The purpose of parental consent, in any context, is to protect the minor and allow parents to exercise their right to raise their children. It is generally acknowledged that minors do not have the same legal rights as adults, for example, minors cannot vote, own property, consent to (most) medical treatment, enter into contracts and so on. The law recognizes the right and responsibility of parents to raise their children. Under the law, minors lack the skills needed to make adult decisions; the presumption under the law is that parents have the best interest of their children at heart unless proven otherwise.
The foundation of parental rights in the United States is rooted in English common law, tracing back to the Magna Carta. “[T]he most universal relation in nature” was deemed to be “that between parent and child.”[ii] As the laws continued to change in England, the antiquated idea of parens patriae, which gave the King virtually unlimited control over minors, was replaced by the rule of law which recognized the right of parents to control their child’s upbringing. The Founding Fathers of the United States incorporated the principles of English common law into the Constitution. Subsequent Supreme Court decisions regarding parental rights would be decided within this framework.

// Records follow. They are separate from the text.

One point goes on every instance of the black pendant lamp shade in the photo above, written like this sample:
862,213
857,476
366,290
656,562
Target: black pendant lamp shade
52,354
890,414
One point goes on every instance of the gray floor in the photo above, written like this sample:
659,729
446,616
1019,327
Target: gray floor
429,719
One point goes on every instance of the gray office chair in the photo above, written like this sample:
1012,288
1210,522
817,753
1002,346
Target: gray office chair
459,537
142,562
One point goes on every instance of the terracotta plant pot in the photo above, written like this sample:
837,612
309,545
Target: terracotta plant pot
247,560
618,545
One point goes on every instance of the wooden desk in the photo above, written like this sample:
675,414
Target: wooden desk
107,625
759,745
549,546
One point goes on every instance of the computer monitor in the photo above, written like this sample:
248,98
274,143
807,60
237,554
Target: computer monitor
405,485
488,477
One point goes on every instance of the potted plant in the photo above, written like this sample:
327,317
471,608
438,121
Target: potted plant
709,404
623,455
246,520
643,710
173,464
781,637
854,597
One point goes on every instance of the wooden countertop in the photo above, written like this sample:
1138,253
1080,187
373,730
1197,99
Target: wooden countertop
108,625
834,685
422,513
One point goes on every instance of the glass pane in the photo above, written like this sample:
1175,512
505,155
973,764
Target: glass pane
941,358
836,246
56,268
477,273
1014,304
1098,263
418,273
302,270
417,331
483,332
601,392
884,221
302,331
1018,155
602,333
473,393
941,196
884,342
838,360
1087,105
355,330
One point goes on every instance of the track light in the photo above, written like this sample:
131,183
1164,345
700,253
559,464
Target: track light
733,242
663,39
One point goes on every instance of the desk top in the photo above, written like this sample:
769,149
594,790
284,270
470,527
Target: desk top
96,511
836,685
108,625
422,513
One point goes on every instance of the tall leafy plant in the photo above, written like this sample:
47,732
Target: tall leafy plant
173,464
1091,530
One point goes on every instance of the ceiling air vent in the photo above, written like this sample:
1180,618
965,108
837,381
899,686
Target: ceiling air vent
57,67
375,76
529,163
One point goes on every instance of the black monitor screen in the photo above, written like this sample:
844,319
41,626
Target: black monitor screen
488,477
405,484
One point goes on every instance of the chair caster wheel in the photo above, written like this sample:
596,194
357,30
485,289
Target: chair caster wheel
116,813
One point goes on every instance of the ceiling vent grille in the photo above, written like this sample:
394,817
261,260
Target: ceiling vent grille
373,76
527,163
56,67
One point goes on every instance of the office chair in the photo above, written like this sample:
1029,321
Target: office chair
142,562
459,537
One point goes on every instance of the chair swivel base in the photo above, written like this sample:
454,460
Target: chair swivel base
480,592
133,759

The landmark Supreme Court decisions upholding parental rights were in regard to education[iii] and set the precedent in the courts that, “The child is not the mere creature of the state; those who nurture him and direct his destiny have the right and the high duty, to recognize and prepare him for additional obligations.”[iv]
In Wisconsin v. Yoder (406 U.S. 205, 233 (1972)) Chief Justice Burger continued to underscore the importance of parental rights,
This case involves the fundamental interest of parents. . . The history and culture of Western civilization reflect a strong tradition of parental concern for the nurture and upbringing of their children. This primary role of the parents in the upbringing of their children is now established beyond debate as an enduring tradition.

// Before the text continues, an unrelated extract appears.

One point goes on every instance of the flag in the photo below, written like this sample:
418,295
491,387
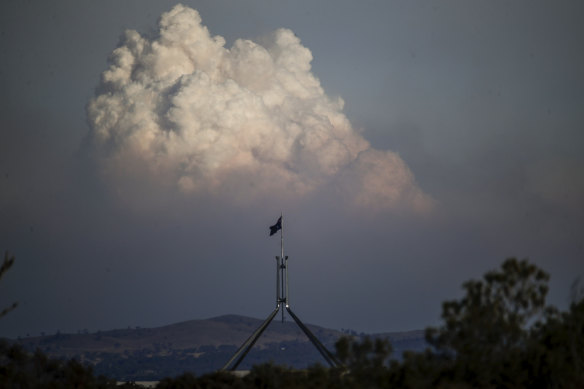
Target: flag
276,227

The Court not only recognized parental rights as “a strong tradition” of Western Civilization but also acknowledged the rights of parents as fundamental. This is significant because not all rights are created equal. If a right is fundamental, the state must have a compelling interest to justify infringing, by the least restrictive means on a liberty.
Again in Paris Adult Theater v. Slaton,(413 US 49 (1973)) the Supreme Court reaffirmed parental rights as fundamental.
In Parham v. J.R., (442 US 584, 602-606 (1979)) the Court explicitly upheld the legal presumption that parents act in the best interest of their children.
Our jurisprudence historically has reflected Western civilization concepts of the family as a unit with broad parental authority over minor children. . . The law’s concept of the family rests on a presumption that parents possess what a child lacks in maturity, experience, and capacity for judgment required for making life’s difficult decisions. More important, historically it has been recognized that natural bonds of affection lead parents to act in the best interests of their children. 1 W. Blackstone, Commentaries 447; 2 J. Kent, Commentaries on American Law 190.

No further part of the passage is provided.